Pour l’ouverture du Forum de Davos le 20 janvier, l’ONG Oxfam a offert un “cadeau empoisonné” sous forme d’une révélation fracassante. Le 1 % des plus riches détiennent désormais 50,1 % du patrimoine mondial et leur enrichissement ne profiterait pas aux plus pauvres. Entre 2000 et 2015, la fortune des plus riches a augmenté de 44 %… Oxfam liste plusieurs raisons dont la principale tient à un modèle économique, sorte de “fondamentalisme de marché” qui empêcherait une redistribution plus juste et plus efficace. L’enquête menée par Oxfam sur 200 entreprises montre que 9 entreprises sur 10 parmi les partenaires stratégiques du Forum de Davos sont présentes au moins dans un paradis fiscal. L’optimisation fiscale est devenu pour les grandes sociétés une pratique “légale” courante, mais condamnable, parce qu’elle prive les Etats des pays riches et des pays pauvres de ressources essentielles pour réduire les inégalités. Certes avoue Oxfam, des progrès fantastiques ont permis de réduire de moitié le nombre de personnes vivant au-dessous du seuil de l’extrême pauvreté entre 1990 et 2010, mais les inégalités se sont creusées dans tous les pays, ce qui a quand même empêché 200 millions de personnes de sortir de cette pauvreté.

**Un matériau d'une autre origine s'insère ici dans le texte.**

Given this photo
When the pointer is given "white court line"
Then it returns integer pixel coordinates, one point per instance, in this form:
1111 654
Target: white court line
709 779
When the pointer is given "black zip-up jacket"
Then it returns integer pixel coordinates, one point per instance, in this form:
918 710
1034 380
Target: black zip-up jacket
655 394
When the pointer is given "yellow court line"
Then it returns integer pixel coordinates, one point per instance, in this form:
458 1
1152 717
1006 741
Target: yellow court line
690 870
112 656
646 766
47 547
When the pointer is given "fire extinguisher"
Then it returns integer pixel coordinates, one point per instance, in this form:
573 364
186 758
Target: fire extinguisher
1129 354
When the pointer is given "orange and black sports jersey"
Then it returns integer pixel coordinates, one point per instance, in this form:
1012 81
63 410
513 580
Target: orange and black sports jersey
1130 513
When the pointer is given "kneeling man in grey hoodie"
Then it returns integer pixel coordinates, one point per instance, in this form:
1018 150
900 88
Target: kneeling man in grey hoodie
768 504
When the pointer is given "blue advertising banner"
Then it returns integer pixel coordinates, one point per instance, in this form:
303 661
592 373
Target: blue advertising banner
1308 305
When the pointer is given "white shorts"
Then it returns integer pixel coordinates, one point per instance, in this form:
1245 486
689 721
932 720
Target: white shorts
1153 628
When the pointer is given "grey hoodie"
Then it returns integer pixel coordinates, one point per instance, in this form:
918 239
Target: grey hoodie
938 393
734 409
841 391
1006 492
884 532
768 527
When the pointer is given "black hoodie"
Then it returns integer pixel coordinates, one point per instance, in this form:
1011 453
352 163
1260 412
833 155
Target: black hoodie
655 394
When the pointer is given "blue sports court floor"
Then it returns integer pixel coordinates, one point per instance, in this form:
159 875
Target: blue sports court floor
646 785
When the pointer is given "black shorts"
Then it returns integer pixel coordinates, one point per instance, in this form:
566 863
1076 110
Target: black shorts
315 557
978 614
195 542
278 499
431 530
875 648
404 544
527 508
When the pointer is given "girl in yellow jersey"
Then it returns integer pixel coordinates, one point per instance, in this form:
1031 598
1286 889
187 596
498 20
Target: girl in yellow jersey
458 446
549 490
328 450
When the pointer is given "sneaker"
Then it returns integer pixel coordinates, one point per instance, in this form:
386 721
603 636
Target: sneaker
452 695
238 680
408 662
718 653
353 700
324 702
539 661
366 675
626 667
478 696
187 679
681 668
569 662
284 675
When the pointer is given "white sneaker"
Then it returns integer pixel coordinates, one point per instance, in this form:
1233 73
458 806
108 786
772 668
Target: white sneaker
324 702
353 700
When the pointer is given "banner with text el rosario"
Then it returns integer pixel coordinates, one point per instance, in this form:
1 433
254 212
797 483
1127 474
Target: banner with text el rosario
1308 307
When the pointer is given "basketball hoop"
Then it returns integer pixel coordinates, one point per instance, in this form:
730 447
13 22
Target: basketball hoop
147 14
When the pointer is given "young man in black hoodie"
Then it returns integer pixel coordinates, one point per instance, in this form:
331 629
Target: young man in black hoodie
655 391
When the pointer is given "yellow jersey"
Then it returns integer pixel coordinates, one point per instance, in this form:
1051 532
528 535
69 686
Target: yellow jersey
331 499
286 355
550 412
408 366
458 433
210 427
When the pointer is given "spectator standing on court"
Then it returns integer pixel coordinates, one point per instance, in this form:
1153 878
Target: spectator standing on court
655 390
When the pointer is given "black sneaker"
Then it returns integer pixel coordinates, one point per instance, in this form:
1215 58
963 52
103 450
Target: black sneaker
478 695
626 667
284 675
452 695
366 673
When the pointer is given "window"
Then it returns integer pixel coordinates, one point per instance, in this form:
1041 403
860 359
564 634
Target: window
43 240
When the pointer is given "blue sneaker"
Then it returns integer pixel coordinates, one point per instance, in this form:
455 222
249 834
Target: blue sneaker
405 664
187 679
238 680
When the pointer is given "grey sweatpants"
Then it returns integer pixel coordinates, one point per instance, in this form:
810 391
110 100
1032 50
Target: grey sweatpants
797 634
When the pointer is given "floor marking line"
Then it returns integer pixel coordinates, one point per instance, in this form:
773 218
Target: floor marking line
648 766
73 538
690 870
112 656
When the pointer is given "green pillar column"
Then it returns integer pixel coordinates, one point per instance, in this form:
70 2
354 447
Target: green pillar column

Combattre les inégalités, pas les riches

Ce sont les inégalités qu’il faut combattre, pas les riches. C’est un appel lancé aux dirigeants de Davos pour qu’ils s’attaquent vraiment à ces obstacles: les multinationales privent les Etats, et donc les citoyens,  de 100 à 200 milliards de recettes d’impôts chaque année”. Plus de justice fiscale réduirait le nombre des djihadistes. Un énorme défi pour les dirigeants africains souvent désemparés.

Hommage à Ruqia Hassan

Alors que nous reparlons des journalistes de Charlie Hebdo morts assassinés il y a un an, n’oublions pas les courageux journalistes syriens qui ont été exécutés au cours de 2015. La journaliste indépendante syrienne Ruqia, 30 ans, rouge à lèvres et visage encadré par un foulard noir cerné d’un bandeau doré, a été maintes fois menacée par les djihadistes.

Née à Raqqa

Née à Raqqa et d’origine kurde,  ayant étudié la philosophie à l’Université d’Alep, elle a toujours refusé de quitter sa ville natale passée alors sous l’Etat islamique en 2014. Autant anti-Assad que anti-Daech, elle racontait de l’intérieur le quotidien des habitants. En réaction à l’interdiction de Daech de se servir des lieux wifi à Raqqa, elle avait rétorqué sur Facebook: “Allez-y, coupez nous l’accès à Internet, nos pigeons voyageurs s’en moqueront !”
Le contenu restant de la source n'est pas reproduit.